Mother Teresa of Calcutta is expected to be canonised in September of next year following the Vatican announcement on Friday that a second miracle attributed to her had been approved.
The Congregation for the Causes of Saints said Pope Francis had approved the miracle, clearing the way for her canonisation. It is said to have occurred in 2008 when a Brazilian man with several brain tumours was believed cured through her intercession.
Mother Teresa, who died in 1997, was beatified (declared Blessed) in 2003 by Pope St John Paul. He waived the normal five-year waiting period after a person’s death before the canonisation process could begin in her case and in 2002 judged that the curing of an Indian woman suffering from an abdominal tumour was the result of intervention by Mother Teresa.

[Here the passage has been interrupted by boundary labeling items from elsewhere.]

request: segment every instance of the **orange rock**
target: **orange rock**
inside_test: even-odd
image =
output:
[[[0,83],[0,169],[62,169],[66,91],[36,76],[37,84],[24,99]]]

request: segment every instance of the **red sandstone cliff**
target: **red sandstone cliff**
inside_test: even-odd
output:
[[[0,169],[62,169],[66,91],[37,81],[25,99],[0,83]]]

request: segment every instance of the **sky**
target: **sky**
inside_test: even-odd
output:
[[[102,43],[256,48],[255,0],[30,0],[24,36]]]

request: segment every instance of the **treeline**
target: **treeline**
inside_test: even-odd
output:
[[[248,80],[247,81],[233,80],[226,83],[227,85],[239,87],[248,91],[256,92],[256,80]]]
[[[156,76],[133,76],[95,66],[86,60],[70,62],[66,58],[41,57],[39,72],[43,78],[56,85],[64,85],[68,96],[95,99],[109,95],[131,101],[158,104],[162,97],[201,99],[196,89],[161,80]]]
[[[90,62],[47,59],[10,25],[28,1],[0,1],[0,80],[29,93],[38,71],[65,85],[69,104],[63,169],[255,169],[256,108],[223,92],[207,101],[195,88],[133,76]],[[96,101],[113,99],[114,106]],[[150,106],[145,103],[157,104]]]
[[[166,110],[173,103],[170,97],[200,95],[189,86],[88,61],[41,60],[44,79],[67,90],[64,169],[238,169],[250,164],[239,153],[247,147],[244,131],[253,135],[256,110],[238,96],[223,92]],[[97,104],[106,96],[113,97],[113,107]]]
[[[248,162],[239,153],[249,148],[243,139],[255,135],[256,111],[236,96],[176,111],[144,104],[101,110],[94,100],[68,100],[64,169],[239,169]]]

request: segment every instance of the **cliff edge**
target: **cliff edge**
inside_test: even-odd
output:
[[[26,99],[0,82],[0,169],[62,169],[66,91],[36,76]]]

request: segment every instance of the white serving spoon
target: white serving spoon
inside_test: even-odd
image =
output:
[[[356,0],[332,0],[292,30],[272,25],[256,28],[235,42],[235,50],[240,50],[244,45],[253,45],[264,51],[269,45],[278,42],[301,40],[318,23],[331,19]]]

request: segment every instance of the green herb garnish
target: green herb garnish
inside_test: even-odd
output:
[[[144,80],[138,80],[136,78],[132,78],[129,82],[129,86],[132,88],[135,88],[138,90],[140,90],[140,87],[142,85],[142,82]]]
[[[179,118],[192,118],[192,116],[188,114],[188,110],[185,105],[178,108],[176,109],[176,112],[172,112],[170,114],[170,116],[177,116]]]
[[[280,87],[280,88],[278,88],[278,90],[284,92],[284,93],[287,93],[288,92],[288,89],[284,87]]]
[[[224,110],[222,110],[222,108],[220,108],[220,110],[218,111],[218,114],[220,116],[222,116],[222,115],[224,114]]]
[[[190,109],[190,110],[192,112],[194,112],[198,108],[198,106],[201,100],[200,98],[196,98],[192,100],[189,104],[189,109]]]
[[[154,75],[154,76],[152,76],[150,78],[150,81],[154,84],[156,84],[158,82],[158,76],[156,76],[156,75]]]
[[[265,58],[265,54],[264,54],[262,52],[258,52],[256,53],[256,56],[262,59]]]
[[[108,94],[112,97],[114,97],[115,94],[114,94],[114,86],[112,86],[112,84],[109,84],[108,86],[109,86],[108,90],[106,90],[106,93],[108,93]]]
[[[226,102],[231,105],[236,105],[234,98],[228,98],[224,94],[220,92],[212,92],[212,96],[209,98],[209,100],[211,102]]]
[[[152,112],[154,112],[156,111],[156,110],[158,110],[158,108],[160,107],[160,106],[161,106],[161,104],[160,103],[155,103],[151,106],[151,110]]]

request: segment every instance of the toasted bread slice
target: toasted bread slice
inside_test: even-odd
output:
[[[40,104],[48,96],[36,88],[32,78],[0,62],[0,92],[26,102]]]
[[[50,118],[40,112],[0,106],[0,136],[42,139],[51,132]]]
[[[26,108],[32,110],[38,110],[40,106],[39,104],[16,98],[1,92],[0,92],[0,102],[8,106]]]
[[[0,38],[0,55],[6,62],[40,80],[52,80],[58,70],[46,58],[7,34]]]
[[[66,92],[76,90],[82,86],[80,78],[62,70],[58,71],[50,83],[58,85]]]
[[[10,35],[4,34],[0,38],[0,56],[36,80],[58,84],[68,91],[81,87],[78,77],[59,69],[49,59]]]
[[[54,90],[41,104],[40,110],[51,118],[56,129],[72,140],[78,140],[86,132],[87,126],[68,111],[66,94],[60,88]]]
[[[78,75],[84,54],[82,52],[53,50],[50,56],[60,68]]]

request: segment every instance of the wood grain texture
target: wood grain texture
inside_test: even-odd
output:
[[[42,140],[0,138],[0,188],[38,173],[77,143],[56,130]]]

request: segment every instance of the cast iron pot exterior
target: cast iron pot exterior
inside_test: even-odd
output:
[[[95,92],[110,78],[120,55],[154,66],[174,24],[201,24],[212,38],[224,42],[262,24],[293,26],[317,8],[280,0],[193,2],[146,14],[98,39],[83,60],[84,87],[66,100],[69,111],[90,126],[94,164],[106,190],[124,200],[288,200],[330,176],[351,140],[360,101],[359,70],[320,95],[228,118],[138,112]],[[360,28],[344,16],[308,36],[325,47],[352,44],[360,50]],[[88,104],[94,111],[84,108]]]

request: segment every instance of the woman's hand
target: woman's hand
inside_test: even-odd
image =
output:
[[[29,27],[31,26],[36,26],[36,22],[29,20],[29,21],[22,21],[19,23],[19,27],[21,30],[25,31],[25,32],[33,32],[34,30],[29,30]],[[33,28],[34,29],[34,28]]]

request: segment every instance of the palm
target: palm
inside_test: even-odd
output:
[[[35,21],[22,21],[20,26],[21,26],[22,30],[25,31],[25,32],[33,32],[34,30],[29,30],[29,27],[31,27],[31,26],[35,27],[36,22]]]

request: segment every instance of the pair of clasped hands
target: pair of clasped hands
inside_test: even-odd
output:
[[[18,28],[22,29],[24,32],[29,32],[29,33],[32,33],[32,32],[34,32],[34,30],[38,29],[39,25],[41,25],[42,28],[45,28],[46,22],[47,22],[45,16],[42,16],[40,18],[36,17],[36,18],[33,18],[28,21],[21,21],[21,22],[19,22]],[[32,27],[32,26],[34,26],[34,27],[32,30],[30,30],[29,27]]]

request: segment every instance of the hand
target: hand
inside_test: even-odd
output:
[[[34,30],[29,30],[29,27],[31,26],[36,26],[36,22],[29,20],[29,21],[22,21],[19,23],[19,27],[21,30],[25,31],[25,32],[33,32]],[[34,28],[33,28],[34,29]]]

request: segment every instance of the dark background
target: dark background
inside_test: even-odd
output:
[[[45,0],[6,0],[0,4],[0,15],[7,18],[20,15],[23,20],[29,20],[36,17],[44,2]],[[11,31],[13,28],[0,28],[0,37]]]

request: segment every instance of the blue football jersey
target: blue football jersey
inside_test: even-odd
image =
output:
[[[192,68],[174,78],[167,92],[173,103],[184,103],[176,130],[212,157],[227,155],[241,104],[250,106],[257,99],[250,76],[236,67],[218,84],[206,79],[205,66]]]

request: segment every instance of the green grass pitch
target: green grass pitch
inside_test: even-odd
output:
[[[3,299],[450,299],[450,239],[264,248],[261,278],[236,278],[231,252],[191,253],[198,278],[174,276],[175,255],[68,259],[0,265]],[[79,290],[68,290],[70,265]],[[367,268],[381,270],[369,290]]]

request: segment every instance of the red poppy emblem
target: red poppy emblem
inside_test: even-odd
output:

Of Albanian background, she was born Agnes Gonxhe Bojaxhiu at Skopje, Macedonia, in 1910. She came to Dublin in 1928 where she joined the Loreto Sisters at Rathfarnham and learned English.
She arrived in India in 1929, taking her first vows in 1931 and the name Therése, after St Therese of Lisieux patron saint of missionaries. However she chose the Spanish spelling of the name as another sister in the congregation had taken the name Therése. She took her final vows in 1937 and established her Missionaries of Charity congregation in 1950 with 13 members in Calcutta.
Dedicated to helping the “poorest among the poor”, it focused on caring for the homeless, the sick and the dying in the slums of the city now known as Kolkata. Today the congregation’s sisters can be found in more than 100 countries.
Mother Teresa was awarded the Nobel Peace Prize in 1979, the US Presidential Medal of Freedom in 1985 and, in 1993, she was awarded the Freedom of Dublin.